Graphic Design Communication students in the package design course practiced a 15th century Turkish art form called ebru, a marbling technique using a rectangular bath and special acrylic paints to create a design on water.
Ebru expert Richard Aldorasi of Ebru Richsilk Designs gave a guest lecture on Aug. 15 and taught students how to create silk scarves using the ebru technique.
“I invited Richard to do a workshop because it is important for the students to develop an understanding of ancient techniques and consider, through firsthand experience, how these methods could be relevant to their own work,” said Maribeth Kradel-Weitzel, assistant professor of graphic design. “In the context of a package design course, it also provided a unique experience to not only convey a marketing strategy through packaging, but to also create the product itself.
As part of the assignment, students were asked to create a packaging proposal for their scarves using the Philadelphia Museum of Art gift shop as the ideal retailer.
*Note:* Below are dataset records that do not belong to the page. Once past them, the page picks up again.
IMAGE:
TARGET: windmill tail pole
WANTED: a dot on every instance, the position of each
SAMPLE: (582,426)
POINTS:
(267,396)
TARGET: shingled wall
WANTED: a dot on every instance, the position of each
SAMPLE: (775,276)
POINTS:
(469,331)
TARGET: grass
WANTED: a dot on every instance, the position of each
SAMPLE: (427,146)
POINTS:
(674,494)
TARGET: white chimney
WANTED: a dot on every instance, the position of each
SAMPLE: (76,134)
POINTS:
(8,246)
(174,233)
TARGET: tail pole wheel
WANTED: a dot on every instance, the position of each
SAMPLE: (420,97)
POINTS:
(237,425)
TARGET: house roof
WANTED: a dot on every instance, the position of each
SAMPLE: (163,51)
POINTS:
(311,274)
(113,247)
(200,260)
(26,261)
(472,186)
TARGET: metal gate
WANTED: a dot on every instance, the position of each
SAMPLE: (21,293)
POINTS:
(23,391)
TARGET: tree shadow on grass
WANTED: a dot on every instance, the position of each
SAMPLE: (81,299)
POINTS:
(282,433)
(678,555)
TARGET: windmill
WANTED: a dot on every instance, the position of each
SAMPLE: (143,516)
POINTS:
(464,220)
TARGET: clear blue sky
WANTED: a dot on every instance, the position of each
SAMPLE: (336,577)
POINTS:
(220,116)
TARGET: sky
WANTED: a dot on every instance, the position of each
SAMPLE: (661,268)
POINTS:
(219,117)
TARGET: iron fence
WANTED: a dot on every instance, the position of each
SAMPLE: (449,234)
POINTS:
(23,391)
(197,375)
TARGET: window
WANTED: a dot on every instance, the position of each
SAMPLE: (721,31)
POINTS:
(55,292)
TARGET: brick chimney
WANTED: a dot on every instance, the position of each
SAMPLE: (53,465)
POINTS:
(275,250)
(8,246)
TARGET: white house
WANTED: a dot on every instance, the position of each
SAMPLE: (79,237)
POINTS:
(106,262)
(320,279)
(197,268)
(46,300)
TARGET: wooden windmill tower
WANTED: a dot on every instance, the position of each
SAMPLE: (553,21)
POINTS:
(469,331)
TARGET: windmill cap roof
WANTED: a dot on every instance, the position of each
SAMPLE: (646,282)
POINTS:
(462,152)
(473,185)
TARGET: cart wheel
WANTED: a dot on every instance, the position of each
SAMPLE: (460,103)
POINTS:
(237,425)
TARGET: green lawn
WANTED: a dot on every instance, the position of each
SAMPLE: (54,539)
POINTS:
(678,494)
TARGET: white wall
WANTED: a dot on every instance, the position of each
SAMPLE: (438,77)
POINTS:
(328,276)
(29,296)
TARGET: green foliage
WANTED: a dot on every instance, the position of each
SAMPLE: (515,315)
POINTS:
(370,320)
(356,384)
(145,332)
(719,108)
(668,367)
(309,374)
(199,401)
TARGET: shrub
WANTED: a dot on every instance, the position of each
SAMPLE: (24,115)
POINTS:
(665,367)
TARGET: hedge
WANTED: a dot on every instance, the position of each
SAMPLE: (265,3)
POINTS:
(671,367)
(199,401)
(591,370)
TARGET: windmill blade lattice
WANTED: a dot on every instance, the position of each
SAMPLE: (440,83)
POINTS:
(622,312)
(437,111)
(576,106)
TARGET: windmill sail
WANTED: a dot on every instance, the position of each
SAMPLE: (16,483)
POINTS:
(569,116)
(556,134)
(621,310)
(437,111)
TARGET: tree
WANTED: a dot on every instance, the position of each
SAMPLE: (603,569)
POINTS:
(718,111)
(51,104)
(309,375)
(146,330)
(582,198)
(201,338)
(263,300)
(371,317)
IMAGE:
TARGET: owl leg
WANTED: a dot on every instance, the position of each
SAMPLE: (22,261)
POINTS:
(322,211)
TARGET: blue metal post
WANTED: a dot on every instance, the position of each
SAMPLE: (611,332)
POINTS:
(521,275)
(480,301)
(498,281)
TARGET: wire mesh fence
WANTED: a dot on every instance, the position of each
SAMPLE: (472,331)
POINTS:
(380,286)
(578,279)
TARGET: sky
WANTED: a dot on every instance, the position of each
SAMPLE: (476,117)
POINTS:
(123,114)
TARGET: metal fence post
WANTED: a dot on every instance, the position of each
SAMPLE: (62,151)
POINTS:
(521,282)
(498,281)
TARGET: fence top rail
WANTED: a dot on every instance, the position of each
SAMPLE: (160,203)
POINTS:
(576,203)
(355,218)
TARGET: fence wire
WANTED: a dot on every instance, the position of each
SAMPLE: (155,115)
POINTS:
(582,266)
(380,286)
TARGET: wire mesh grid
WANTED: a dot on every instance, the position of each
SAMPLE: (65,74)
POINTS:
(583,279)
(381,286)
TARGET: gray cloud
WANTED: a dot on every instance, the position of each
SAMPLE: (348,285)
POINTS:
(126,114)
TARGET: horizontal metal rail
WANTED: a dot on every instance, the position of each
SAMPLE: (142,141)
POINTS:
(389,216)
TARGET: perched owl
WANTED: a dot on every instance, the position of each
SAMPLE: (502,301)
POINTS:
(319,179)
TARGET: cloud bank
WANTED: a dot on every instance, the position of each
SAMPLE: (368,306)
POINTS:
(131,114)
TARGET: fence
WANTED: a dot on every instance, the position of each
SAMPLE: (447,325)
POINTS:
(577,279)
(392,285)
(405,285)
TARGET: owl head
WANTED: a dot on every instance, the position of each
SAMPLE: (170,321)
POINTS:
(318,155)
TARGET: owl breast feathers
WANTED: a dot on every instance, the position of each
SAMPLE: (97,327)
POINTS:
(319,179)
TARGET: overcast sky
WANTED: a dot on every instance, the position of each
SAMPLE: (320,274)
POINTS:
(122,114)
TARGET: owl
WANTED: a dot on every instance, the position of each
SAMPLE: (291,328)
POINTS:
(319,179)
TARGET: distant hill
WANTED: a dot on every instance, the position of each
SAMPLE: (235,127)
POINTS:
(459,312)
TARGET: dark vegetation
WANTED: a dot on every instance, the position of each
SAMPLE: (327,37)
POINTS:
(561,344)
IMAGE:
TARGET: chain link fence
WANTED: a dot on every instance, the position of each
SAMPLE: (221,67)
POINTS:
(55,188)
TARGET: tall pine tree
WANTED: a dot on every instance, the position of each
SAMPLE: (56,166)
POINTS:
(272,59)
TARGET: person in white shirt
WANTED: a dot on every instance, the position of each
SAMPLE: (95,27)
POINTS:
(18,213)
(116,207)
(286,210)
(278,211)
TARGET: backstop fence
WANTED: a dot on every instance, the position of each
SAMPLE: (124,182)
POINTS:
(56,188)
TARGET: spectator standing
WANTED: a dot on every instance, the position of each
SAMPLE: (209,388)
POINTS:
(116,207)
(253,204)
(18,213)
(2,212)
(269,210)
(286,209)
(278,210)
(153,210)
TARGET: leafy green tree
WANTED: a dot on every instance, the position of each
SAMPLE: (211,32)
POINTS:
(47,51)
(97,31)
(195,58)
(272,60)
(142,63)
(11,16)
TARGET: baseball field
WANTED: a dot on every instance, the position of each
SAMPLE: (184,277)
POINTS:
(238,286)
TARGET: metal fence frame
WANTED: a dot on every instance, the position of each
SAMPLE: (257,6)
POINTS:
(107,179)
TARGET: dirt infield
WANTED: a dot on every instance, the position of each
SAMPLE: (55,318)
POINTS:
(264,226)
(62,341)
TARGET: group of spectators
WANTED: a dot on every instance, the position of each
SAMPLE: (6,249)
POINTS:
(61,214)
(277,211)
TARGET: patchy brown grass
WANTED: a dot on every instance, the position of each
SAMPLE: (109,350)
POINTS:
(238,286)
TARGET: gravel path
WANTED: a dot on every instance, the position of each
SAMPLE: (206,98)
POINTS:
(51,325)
The packages must be able to sit on a shelf, but also display the unique silk product in a way that is visible and enticing to, as well as protected from, the consumer.
Ebru has roots in a Chinese art form dating back to the first century, Aldorasi said. Historians have studied records of an art form that incorporated five hues of ink floating on water. In the 15th century Turkish and Persian muslims practiced the predecessor to today’s form, using a marbling technique—drawing paper or silk over colors suspended in water—to create elaborate designs.
Aldorasi uses a rectangular bath of water to suspend paint for his designs (pictured above).
The practitioner then chooses a color palette with which to work by selecting a few bottles of acrylic paint. The paint is specially engineered so that it does not spread much when it is dropped into the bath, but instead pools into small dot-size shapes.
The paint is then dropped into the water in a scattered pattern, creating the base for the design. Aldorasi had the students sprinkle the paint in a specific sequence, darker colors first and then brighter colors layered on top.
The result is a bath full of colors that can be drawn on with a pointed tool, creating shapes and swirls in the water. When the design is set, Aldorasi and a student drew a piece of white silk over the bath and lowered it in. The paints immediately bond on impact, infusing the silk with the colors and patterns floating on the water. Aldorasi said that the design will never wash or rub off as soon as the silk touches the bath.